Certaines accusations laissent pantois. Pire: elles exaspèrent. Ainsi donc, notre confrère Darius Rochebin, bien connu des téléspectateurs suisses, aurait commis une faute journalistique impardonnable avec cette interview de Benyamin Netanyahu! Et ce, parce que ce dernier est aujourd’hui l’objet, comme son ministre de la Défense et trois dirigeants du Hamas, d’une demande de mandat d’arrêt pour «crimes de guerre» et «crimes contre l’humanité» par le procureur de la Cour Pénale internationale.

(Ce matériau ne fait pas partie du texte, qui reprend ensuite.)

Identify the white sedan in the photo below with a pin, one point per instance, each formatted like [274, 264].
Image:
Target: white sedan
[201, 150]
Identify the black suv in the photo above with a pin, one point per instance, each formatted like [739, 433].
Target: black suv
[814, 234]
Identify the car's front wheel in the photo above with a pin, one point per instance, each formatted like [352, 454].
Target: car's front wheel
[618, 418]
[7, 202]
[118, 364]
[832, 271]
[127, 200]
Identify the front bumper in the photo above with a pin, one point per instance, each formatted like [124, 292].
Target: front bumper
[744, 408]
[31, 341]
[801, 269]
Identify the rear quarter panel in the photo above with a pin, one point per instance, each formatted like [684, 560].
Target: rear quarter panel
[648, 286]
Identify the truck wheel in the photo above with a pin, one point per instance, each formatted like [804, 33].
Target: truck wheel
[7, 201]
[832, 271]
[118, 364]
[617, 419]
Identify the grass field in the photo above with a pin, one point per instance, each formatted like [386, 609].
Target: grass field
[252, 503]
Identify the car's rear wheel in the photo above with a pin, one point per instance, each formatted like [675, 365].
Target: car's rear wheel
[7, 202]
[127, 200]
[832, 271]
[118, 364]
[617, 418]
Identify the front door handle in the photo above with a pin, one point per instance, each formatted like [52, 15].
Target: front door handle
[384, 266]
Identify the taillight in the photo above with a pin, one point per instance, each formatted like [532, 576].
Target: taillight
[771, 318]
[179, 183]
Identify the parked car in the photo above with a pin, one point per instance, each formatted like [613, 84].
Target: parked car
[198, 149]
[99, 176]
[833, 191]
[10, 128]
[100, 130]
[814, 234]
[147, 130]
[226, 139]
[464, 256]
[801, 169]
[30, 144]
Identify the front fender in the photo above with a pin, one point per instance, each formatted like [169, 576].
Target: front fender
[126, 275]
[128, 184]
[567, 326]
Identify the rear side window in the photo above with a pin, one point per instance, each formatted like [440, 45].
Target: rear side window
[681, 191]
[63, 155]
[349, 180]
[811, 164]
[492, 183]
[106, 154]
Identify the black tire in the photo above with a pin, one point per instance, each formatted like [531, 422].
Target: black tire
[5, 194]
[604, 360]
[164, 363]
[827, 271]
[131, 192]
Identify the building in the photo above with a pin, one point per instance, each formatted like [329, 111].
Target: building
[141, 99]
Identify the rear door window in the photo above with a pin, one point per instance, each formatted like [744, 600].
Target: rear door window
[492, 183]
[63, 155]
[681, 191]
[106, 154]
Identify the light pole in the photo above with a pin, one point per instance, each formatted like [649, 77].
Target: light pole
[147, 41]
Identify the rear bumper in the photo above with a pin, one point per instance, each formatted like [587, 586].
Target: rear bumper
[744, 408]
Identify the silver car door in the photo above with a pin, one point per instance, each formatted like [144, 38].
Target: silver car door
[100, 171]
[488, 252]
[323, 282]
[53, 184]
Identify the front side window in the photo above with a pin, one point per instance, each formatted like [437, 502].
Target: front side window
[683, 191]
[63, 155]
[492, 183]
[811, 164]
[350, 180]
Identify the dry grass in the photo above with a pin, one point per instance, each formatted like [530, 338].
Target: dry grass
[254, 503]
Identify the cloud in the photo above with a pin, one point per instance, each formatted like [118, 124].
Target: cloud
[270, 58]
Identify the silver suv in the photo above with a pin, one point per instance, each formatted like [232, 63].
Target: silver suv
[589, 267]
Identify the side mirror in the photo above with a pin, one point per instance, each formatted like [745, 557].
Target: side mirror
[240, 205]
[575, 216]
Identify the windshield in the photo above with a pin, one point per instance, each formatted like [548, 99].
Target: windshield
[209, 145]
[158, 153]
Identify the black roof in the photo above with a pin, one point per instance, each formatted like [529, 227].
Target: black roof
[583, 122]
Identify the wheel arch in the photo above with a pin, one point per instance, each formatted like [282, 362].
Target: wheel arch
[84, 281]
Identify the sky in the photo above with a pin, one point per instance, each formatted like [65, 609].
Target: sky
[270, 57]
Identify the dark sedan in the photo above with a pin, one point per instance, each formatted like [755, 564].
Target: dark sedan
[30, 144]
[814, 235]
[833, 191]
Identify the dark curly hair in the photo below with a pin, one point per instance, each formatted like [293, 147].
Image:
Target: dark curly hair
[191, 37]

Ce raisonnement, qui vaut au journaliste et à sa chaîne française LCI (où l’auteur de ces lignes est régulièrement invité) d’être l’objet d’une vigoureuse campagne de protestation sur les réseaux sociaux, est à la fois erroné, caricatural et dangereux.

Raisonnement erroné

Raisonnement erroné, parce qu’il s’appuie sur une extrapolation juridique et non sur des faits. Oui, Benjamin Netanyahu sera peut-être l’objet d’un mandat d’arrêt dans les semaines à venir par la CPI, si les juges de Cour estiment justifiée la demande du procureur Karim Khan. Mais aujourd’hui, ce mandat n’est ni effectif, ni délivré. Et même s’il l’était, le premier ministre israélien ne serait pas d’emblée présumé coupable, mais innocent. Seul un procès équitable et en bonne et due forme permettra ensuite de répondre à cette question.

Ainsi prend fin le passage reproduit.